If you’ve read my article on green infrastructure, you’ll know how much I love street trees! They’re obviously integral to urban greening. Now, let’s look at bioswales. This form of blue infrastructure can take many shapes, but it’s often hidden beneath street trees. It works to channel stormwater runoff while also removing debris and pollution through the soil and mulch that the trees sit in.

It makes for a pretty sweet design! As an added bonus, when storm water does reach the management plant, it has already gone through one level of filtration. The other benefit of these is that the water is absorbed and controlled. In cities, heavy rainfall can easily cause flooding. The large amounts of concrete and impermeable surfaces leave the water with nowhere to go. That’s where bioswales come in.

An excellent example of blue infrastructure, bioswales help to prevent flooding by absorbing and managing stormwater runoff.
Bioswales help prevent flooding by absorbing and managing storm water runoff. [Image: Milena Dinic Brankovic/Research Gate].

They’re a perfect example of how green and blue infrastructure collaborate. Together, they can make a city more resilient to the effects of climate change. By lining our streets with trees planted in bioswales, we can effectively manage storm water runoff and mitigate flooding.

Vancouver’s Rain City Strategy

In 2019, Vancouver implemented their Rain City Strategy. As one of Canada’s rainiest cities, this was a wise investment. This initiative focuses on managing rainwater in order to improve water quality as well as the livability of urban ecosystems.

The goal is to capture 90% of the rainwater and make it usable as a resource. In doing so, it avoids treating it as a waste product. The city is doing this by incorporating permeable pavement, absorbent landscapes, rainwater tree trenches, and other blue infrastructure.

“Plants and soils absorb and clean rain where it falls, returning it to our waterways and atmosphere. Rain is absorbed and cleaned by plants, soils and returned to our waterways by our sewer system.”

Rain City Strategy
Blue infrastructure has the ability to increase the resiliency of a city by reducing the impact of extreme rainstorms on existing infrastructure.
Blue infrastructure has the ability to increase the resiliency of a city by reducing the impact of extreme rainstorms on existing infrastructure. [Image: City of Vancouver]

Blue Infrastructure Goes Way Back

When I say way back, I don’t mean back to the ancient Roman times (although their aqueducts would beg to differ😉). My neck of the woods has a really unique example of blue infrastructure, although it didn’t quite set out with the same goals of today’s BI. I’m from Ottawa, Ontario, and we’re home to one end of the Rideau Canal.

This river is extra special to me because it also happens to be my workplace. Indeed, I’ve been working for Parks Canada for the past four, soon to be five, summers. It’s been a great experience, and I genuinely appreciate all the blue infrastructure. River management is key!

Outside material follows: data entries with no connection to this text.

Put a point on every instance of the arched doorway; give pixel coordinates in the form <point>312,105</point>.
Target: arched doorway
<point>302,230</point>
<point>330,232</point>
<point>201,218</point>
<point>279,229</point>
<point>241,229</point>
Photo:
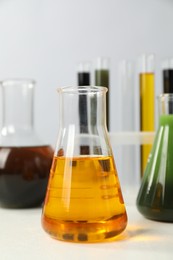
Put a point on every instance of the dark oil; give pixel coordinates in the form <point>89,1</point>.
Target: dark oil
<point>24,175</point>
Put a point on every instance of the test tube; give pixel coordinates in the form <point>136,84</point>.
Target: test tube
<point>102,79</point>
<point>167,73</point>
<point>83,79</point>
<point>147,98</point>
<point>130,172</point>
<point>83,74</point>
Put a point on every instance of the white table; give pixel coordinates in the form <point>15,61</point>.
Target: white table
<point>22,238</point>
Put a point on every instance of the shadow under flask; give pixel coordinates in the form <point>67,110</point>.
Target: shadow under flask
<point>155,197</point>
<point>25,160</point>
<point>84,202</point>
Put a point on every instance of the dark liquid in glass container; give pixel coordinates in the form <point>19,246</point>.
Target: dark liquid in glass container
<point>24,175</point>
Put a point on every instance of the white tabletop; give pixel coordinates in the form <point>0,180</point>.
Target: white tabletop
<point>22,237</point>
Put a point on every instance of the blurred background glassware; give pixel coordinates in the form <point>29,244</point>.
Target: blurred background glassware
<point>84,201</point>
<point>24,159</point>
<point>167,75</point>
<point>155,200</point>
<point>147,99</point>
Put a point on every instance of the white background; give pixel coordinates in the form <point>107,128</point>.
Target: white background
<point>45,40</point>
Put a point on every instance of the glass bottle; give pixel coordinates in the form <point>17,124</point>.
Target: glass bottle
<point>154,199</point>
<point>24,159</point>
<point>147,98</point>
<point>84,202</point>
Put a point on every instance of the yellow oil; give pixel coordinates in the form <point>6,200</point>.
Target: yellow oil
<point>84,201</point>
<point>147,112</point>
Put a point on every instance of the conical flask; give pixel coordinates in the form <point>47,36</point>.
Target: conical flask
<point>84,202</point>
<point>25,160</point>
<point>154,199</point>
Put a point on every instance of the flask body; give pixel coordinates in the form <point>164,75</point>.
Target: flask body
<point>84,202</point>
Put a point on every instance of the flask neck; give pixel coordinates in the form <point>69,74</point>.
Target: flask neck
<point>17,99</point>
<point>83,107</point>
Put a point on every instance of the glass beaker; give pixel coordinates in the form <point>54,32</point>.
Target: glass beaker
<point>154,199</point>
<point>24,159</point>
<point>84,202</point>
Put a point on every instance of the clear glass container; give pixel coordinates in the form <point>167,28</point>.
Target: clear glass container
<point>84,202</point>
<point>154,199</point>
<point>24,159</point>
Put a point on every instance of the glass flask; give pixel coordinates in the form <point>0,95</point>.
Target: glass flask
<point>24,159</point>
<point>84,202</point>
<point>154,199</point>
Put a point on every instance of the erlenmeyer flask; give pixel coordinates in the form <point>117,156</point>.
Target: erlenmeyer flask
<point>154,199</point>
<point>84,201</point>
<point>24,159</point>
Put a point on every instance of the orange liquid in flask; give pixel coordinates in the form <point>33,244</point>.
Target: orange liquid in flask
<point>84,201</point>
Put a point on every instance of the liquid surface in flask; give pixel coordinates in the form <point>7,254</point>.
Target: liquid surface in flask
<point>24,175</point>
<point>84,201</point>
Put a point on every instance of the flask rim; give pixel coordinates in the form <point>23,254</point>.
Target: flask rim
<point>82,89</point>
<point>17,81</point>
<point>165,97</point>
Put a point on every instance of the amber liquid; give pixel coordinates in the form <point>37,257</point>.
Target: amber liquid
<point>24,173</point>
<point>84,201</point>
<point>147,112</point>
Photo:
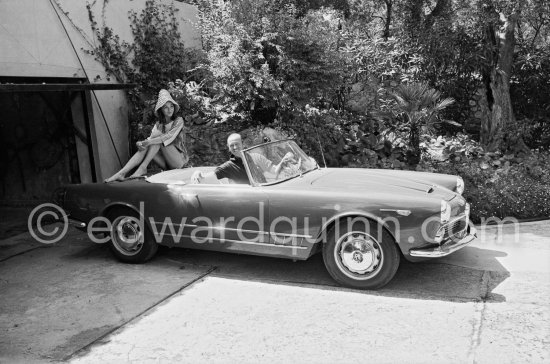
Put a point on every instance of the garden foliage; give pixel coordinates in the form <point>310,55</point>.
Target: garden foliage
<point>359,83</point>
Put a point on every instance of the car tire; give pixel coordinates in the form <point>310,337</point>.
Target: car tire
<point>131,239</point>
<point>360,253</point>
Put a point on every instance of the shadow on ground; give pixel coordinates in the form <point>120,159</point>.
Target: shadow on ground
<point>425,280</point>
<point>57,299</point>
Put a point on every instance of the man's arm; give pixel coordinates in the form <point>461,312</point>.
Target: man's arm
<point>198,176</point>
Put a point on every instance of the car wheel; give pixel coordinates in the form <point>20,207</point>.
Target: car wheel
<point>130,241</point>
<point>360,254</point>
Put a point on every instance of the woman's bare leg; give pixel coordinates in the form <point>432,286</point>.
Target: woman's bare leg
<point>134,161</point>
<point>172,156</point>
<point>152,150</point>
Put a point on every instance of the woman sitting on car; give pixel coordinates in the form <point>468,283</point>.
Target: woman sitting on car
<point>165,145</point>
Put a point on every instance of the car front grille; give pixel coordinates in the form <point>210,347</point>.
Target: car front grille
<point>455,229</point>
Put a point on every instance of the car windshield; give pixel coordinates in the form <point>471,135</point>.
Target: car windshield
<point>277,161</point>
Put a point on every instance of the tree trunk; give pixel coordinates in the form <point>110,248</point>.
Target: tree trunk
<point>498,127</point>
<point>387,21</point>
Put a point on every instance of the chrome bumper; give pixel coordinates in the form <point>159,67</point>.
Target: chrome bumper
<point>446,248</point>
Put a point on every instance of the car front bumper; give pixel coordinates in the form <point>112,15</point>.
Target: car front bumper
<point>446,248</point>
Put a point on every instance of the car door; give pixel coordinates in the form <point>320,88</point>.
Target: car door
<point>227,214</point>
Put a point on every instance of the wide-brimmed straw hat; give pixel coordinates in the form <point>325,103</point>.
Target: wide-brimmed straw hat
<point>164,97</point>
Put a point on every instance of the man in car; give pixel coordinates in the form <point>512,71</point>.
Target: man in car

For its part, the Rideau River runs from Kingston to Ottawa, a distance of just over 200km. It was built in the early 1800s, as a secure means of transport to the Ottawa River opposed to the vulnerable St. Lawrence Seaway. It’s home to 45 slack water locks, beautiful riverside parks and a boater’s paradise. You should totally check it out!

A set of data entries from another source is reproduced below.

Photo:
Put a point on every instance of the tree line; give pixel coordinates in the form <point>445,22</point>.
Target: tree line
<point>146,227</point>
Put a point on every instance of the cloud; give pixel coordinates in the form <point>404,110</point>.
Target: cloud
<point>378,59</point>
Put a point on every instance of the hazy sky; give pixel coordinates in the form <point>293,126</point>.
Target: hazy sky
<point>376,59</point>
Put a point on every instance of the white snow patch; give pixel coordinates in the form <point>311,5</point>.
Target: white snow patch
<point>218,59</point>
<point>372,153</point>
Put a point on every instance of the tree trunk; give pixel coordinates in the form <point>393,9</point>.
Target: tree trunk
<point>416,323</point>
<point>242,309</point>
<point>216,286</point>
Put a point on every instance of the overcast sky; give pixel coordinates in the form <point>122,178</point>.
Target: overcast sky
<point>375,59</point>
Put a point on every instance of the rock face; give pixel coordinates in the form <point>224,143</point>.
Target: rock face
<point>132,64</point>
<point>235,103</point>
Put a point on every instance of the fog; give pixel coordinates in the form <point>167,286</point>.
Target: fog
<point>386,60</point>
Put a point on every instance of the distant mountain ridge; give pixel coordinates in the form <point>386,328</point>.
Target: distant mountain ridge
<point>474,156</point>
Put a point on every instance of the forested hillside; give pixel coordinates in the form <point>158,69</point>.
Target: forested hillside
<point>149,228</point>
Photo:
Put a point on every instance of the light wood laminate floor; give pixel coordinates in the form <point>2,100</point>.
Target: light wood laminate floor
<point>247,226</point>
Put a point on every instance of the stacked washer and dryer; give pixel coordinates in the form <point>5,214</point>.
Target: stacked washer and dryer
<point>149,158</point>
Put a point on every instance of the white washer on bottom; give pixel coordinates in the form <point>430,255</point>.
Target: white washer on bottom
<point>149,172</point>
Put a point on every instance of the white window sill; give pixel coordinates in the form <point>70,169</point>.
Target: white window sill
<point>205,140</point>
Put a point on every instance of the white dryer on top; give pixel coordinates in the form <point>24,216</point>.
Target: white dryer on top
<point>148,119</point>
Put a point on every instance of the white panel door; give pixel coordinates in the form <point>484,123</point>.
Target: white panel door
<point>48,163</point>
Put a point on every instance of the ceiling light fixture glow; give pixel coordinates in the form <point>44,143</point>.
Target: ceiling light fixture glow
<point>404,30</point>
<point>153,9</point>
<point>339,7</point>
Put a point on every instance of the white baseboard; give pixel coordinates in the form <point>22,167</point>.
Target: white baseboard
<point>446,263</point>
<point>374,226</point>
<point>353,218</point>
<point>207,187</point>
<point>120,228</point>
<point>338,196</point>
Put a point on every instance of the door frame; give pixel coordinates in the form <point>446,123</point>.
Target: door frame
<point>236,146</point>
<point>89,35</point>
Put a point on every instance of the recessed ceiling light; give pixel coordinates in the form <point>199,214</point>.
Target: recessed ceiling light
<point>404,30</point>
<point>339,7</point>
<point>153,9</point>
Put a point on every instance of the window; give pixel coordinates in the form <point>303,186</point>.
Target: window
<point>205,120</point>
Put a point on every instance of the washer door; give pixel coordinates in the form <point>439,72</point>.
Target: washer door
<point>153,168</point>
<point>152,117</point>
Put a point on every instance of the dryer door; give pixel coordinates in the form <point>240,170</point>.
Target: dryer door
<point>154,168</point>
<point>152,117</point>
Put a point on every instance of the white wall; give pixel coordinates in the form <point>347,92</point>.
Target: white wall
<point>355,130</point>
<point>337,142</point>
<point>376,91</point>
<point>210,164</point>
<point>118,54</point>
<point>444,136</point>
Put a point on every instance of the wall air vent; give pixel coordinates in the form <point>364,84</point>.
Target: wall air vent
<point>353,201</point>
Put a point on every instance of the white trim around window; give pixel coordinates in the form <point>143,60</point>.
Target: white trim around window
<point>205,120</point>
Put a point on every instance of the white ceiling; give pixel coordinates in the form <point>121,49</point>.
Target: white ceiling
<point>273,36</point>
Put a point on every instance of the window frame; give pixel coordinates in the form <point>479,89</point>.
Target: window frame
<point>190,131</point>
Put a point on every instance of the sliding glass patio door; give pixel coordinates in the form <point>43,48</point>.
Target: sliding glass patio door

The Rideau Canal is also much more than a summer destination. It actually contains several dams. As a result, Parks Canada is responsible for all water management. So, when it rains, we adjust the dams accordingly. If we didn’t make adjustments, the river would either flood or become unnavigable for boats. Heavy rain has the potential to wash out certain major roads that run along the canal, so proper water management is crucial!

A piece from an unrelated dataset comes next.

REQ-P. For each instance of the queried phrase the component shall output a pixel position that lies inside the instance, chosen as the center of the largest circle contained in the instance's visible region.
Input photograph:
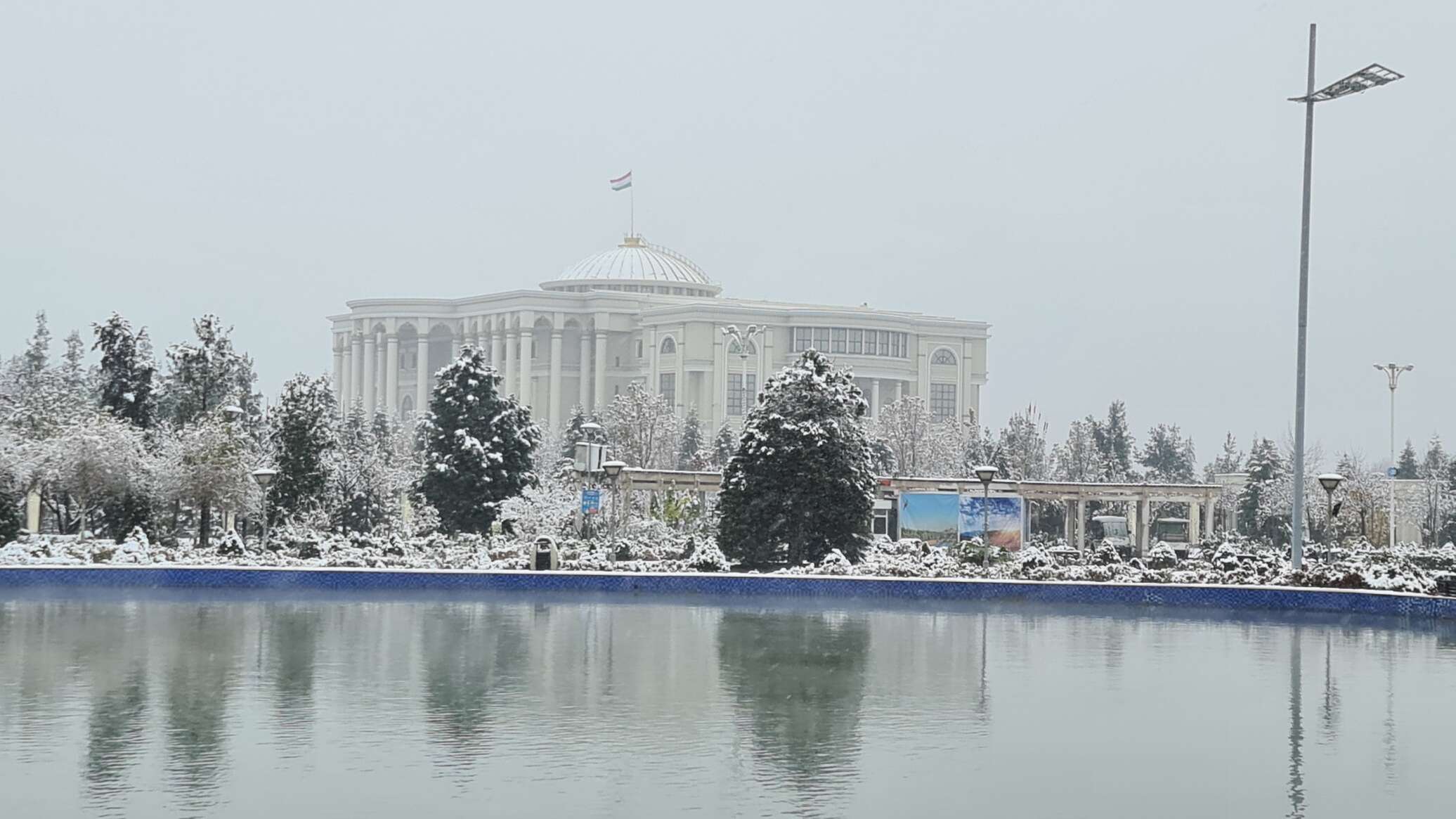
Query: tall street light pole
(1365, 79)
(1392, 372)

The story of the Rideau Canal: A major engineering feat of the 19th century  - The Globe and Mail
Watson’s Mill in Manotick, Ontario is just one of many dams on the Rideau River that prevent flooding. [Image: Globe and Mail]

Small Steps Lead to Great Things

You might be thinking, “Well that’s great, but how does this affect me? I don’t even live in a city!” Regardless, there are still ways to implement blue infrastructure at home. Even if you aren’t directly impacted by urban flooding. In fact, many out there are already do it!

For instance by having a rain barrel out on the front porch or balcony. It really does have a number of benefits. You might not think of this as blue infrastructure, but it is water management after all, isn’t it?!

When you place a rain barrel under your drain spout, you avoid erosion caused by the torrent of water that runs over your gardens or lawn during a storm. At home, I use water from the rain barrel to water my gardens instead of water from the hose. Blue infrastructure is all about water, so reading up on how you can conserve water is the next best thing you can do!😃

Joey sadly looking into the rain
Don’t be sad! Rain is a resource!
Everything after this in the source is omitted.